The next step is to create the actual data type which will represent a card from the deck. Remember: what we want to express is that the card is either one of these options.

  • A value card with a suit and a number value.
  • A face card with a suit and a face.
  • A joker.

This is exactly the kind of concept we can clearly express using a discriminated union.

type Card =
| FaceCard of Suit * Face
| ValueCard of Suit * int
| Joker

We can create some actual values of this type with the following sytax.

let jackOfHearts = FaceCard (Hearts, Jack)
let threeOfClubs = ValueCard (Clubs, 3)
let joker = Joker

Some things to notice:

  • There is no way to create a value which is “both” a face and a value card (or a joker). Every value falls exactly into one of the cases.
  • The definition of the discriminated union forces us to provide the necessary input when we create a value, namely, the suit and face in case of a face card, the suit and the value in case of a value card, and nothing in case of a joker. (And there is no way to provide or set “more” data then what the specific case of the union needs.)

So with the 4 lines of code defining the Card union we achieved the same goal as what we did in C# with the following implementation.

class Card
{
    public Suit Suit { get; }

    public Face? Face { get; }

    public int? Value { get; }

    public bool IsJoker { get; }

    private Card(Suit suit, Face? face, int? value, bool isJoker)
    {
        Suit = suit;
        Face = face;
        Value = value;
        IsJoker = isJoker;
    }

    public static Card CreateFace(Suit suit, Face face)
    {
        return new Card(suit, face, null, false);
    }

    public static Card CreateValue(Suit suit, int value)
    {
        return new Card(suit, null, value, false);
    }

    public static Card CreateJoker()
    {
        return new Card(default(Suit), null, null, true);
    }
}

This illustrates how powerful and concise construct a disciminated union can be, and since I got familiar with it, I miss it every day when doing OO development in C#.

Finally let’s take a look at what it looks like if we want to actually process a value of this type, for example if we want to implement the score calculation of the card game Rummy. Here we can see the pattern matching syntax again.

let calculateValue card =
    match card with
    | Joker -> 0
    | FaceCard (Spades, Queen) -> 40
    | FaceCard (_, Ace) -> 15
    | FaceCard (_, _) -> 10
    | ValueCard (_, 10) -> 10
    | _ -> 5

And this is how we can call this function with a value we created.

let jackOfHearts = FaceCard (Hearts, Jack)

// The value of rummyScore will be 10.
let rummyScore = calculateValue jackOfHearts

With this exercise I wanted to illustrate how the type system and the language features of F# can help us express some constructs which are inconvenient to model in object oriented languages. Particularly the discriminated union is a data type that I really recommend for every developer to get familiar with (of which the only downside is that we’ll be constantly wishing we had this feature in every language :)).

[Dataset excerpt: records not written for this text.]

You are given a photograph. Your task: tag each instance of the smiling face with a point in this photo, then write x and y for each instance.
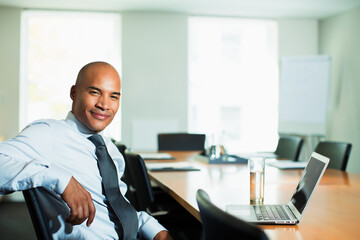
(96, 96)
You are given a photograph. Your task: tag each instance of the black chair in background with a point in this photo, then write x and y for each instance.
(139, 181)
(289, 147)
(338, 152)
(46, 207)
(181, 142)
(159, 204)
(218, 224)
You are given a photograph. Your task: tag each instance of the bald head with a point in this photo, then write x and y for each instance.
(96, 95)
(91, 68)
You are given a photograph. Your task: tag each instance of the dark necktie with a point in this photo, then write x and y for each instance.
(123, 210)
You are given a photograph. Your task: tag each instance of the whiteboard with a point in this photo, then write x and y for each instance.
(303, 94)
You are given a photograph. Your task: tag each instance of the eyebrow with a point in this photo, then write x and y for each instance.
(98, 89)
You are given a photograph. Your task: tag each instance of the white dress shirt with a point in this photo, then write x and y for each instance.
(48, 153)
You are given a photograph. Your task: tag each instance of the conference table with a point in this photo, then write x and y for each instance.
(332, 213)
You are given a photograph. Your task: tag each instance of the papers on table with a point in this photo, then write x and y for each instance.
(156, 156)
(171, 166)
(287, 164)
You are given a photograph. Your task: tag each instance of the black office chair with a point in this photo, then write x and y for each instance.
(45, 208)
(218, 224)
(139, 181)
(289, 147)
(338, 152)
(181, 142)
(158, 203)
(153, 200)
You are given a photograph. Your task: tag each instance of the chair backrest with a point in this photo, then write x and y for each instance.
(289, 147)
(218, 224)
(140, 181)
(46, 207)
(338, 152)
(181, 142)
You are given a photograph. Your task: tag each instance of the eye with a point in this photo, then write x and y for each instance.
(114, 97)
(93, 92)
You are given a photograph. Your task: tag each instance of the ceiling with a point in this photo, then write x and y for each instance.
(236, 8)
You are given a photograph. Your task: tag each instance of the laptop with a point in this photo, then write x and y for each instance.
(292, 212)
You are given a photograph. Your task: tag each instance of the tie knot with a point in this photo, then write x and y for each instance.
(97, 140)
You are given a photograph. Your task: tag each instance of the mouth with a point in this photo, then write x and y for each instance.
(99, 115)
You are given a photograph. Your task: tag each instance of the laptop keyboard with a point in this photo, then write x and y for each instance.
(270, 212)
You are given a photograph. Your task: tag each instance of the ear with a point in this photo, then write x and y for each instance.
(72, 92)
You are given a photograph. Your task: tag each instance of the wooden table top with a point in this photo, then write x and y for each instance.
(332, 212)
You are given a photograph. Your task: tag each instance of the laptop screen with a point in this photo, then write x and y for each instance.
(307, 183)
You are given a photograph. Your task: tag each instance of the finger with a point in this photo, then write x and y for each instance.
(92, 211)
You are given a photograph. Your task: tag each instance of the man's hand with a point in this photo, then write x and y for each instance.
(80, 202)
(163, 235)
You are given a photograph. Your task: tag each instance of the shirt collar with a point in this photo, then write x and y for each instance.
(74, 123)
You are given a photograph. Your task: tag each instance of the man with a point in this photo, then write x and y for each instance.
(59, 156)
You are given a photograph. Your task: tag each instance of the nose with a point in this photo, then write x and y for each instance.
(103, 103)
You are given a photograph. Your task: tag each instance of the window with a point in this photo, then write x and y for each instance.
(233, 82)
(55, 45)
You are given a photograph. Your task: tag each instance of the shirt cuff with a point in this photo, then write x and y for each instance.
(149, 226)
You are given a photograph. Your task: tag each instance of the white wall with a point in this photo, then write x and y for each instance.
(340, 38)
(154, 71)
(154, 77)
(10, 71)
(298, 37)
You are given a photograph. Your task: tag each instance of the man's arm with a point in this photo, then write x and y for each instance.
(163, 235)
(80, 202)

At first sight this example might seem a bit specific, but these scenarios pop up in every day work much more than we’d expect. Let’s look at a couple example.

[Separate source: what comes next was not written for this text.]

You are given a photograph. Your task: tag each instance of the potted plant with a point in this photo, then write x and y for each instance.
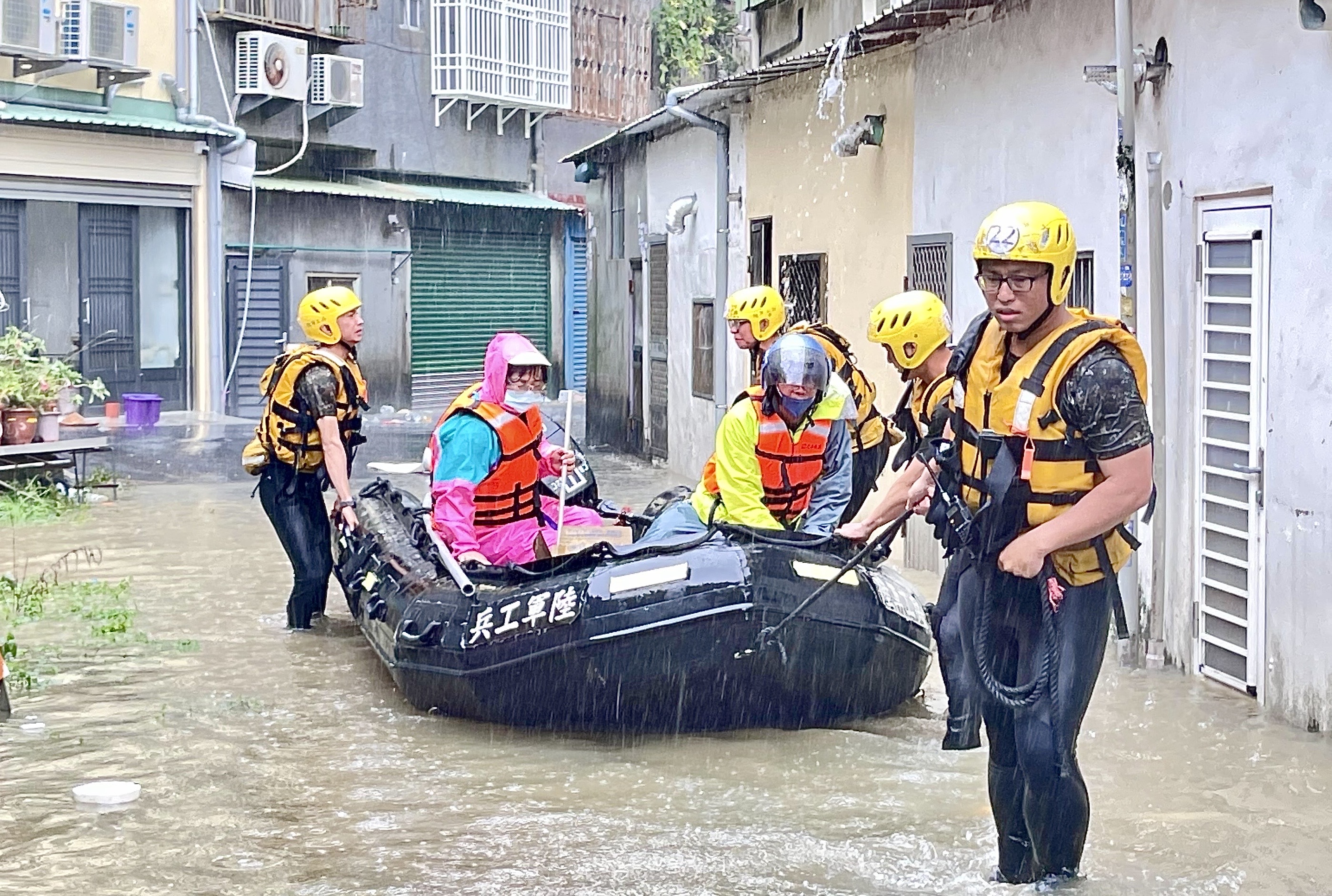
(31, 384)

The result of an operation that might not found the result, or return an error.

type OperationResult =
| Success of data : Data
| NotFound
| Error of errorMessage : string

An HTTP request, which is either a GET (having only a URL) or a POST (having a URL and a body).

type HttpRequest =
| Get of url : string
| Post of url : string * body : byte array

A data type representing credentials, either with username and password, or a certificate.

type Credentials = 
| UserPass of user : string * password : string
| Certificate of certFilePath : string
| None

Learning about these functional programming features greatly changed how I think about data models and interface design in my everyday work (programmign in OO languages).
With this post I wanted to give a brief introduction to these constructs. I hope these examples will provide motivation to get familiar with F# and functional programming.